Tom Holbrook_WS 04 ENTREPRENEURIAL CITY / La Città Innovatore

Cities and their hinterlands are critical engines of national economies – more agile and able to control their environment than the nation state. Milan – Italy’s economic driver – is clearly one of Europe’s prime cities with a vast and interdependant productive hinterland. At the crossroads of Europe, the city has key strategic connections to global trade.

The idea of the nation state – seemingly in decline since the second half of the last century – has recently found new vigour. With the reappearance of Nationalism, progressive urban areas have found themselves on the defensive as the hinterland votes for protectionist trade rules and insularity. In contrast to this introspection, China has been exploring a reinstatement of the ancient Sino-European Silk Road. Last month a freight train completed the 12,000km journey from east China’s Yiwu City to London.
The economics of late capitalism has seen cities boom – and resultant rises in land value and demand for growth has brought into contention enclaves of industrial land that has previously been too marginal.
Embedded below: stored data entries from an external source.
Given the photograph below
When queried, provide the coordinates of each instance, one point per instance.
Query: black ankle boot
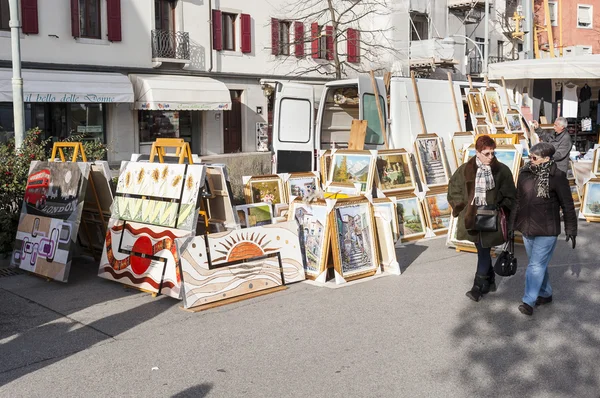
(480, 287)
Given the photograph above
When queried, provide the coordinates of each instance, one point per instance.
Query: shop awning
(170, 92)
(579, 67)
(63, 86)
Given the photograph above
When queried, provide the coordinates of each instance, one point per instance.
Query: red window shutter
(299, 38)
(75, 29)
(329, 33)
(274, 36)
(29, 16)
(113, 8)
(246, 33)
(314, 37)
(217, 30)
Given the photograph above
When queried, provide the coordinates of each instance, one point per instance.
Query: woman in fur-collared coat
(483, 180)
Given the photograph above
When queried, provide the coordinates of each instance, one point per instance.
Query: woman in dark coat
(543, 190)
(483, 180)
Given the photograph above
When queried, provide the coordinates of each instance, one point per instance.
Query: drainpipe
(210, 30)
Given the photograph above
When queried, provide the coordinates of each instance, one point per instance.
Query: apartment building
(128, 72)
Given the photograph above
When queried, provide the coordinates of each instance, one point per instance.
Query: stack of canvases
(56, 195)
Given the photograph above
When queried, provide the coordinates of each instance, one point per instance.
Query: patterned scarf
(542, 177)
(484, 181)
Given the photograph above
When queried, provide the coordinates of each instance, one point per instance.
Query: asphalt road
(414, 335)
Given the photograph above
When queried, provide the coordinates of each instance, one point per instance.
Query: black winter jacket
(541, 216)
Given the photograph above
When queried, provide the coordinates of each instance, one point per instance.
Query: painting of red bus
(36, 191)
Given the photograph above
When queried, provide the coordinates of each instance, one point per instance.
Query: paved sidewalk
(415, 335)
Most European cities have seen a catastrophic decline in urban productive space as markets drive the production of development monocultures.

Rather than removing one monocultural use (railway sidings) from the city only to replace it with another, we will explore a strategy of superimposition, creating an industrious city as part of a rich urban situation and exploring new relationships between the city and its productive hinterland.

We will be considering this theme at a number of scales, from the strategic (map) to the hybrid structure (physical model).